Endoscopic pyloric balloon dilation is an effective treatment and results in sustained improvement in people suffering from refractory gastroparesis.

Background

The study aimed to examine the efficacy and safety of endoscopic pyloric dilation in gastroparesis patients, confirmed by gastric emptying scintigraphy.

Method

In this retrospective analysis, participants (n=47) suffering from refractory gastroparesis were recruited and treated with endoscopic pyloric dilation. The efficacy of the technique estimated at 2 and 6 months with the Gastric Cardinal Symptom Index (GCSI) was the major endpoint ascertained.

Result

At 2 months, 53% of patients (n=25) and at 6 months, 40% of patients (n=19) exhibited a clinical response that was defined by a 1.0 point reduction in GCSI score. Compared to the preoperative score, a substantial reduction in GCSI score at 2 and 6 months was observed. No complications were reported. At 1 year, 9 participants had a delayed relapse.

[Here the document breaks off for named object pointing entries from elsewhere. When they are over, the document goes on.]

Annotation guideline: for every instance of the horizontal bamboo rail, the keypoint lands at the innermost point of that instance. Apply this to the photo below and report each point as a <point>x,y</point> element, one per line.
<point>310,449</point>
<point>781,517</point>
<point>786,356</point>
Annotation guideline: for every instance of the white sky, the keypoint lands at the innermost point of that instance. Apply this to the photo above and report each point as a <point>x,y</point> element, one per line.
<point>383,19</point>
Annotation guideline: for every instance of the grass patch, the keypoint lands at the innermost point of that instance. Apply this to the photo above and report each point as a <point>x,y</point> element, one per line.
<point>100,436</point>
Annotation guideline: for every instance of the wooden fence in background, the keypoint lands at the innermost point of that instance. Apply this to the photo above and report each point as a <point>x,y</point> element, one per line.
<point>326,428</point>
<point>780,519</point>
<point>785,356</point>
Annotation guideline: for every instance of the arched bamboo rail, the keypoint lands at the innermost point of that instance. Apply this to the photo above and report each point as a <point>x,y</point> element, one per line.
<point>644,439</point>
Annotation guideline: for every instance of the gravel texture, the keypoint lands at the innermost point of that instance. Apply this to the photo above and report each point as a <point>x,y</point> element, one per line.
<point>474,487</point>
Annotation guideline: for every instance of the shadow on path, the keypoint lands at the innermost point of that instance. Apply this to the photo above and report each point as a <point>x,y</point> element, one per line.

As found, a second dilation was carried out for 8 participants and was found to be effective in 5 participants. Notably, 27.0 ± 10.4 months was the mean follow-up time of the volunteers. Following this treatment, 15 participants (32%) still experienced betterment. There was no predictive factor of clinical response.

Conclusion

In refractory gastroparesis patients, the efficacy of pyloric dilation was 53% at 2 months, with sustained improvement in one-third of patients at two years. Thus, endoscopic pyloric balloon dilation can be deemed as a substitute for pyloromyotomy.

Source:

Surgical Endoscopy

Article:

Efficacy and safety of endoscopic pyloric balloon dilation in patients with refractory gastroparesis

Authors:

Heithem Soliman et al.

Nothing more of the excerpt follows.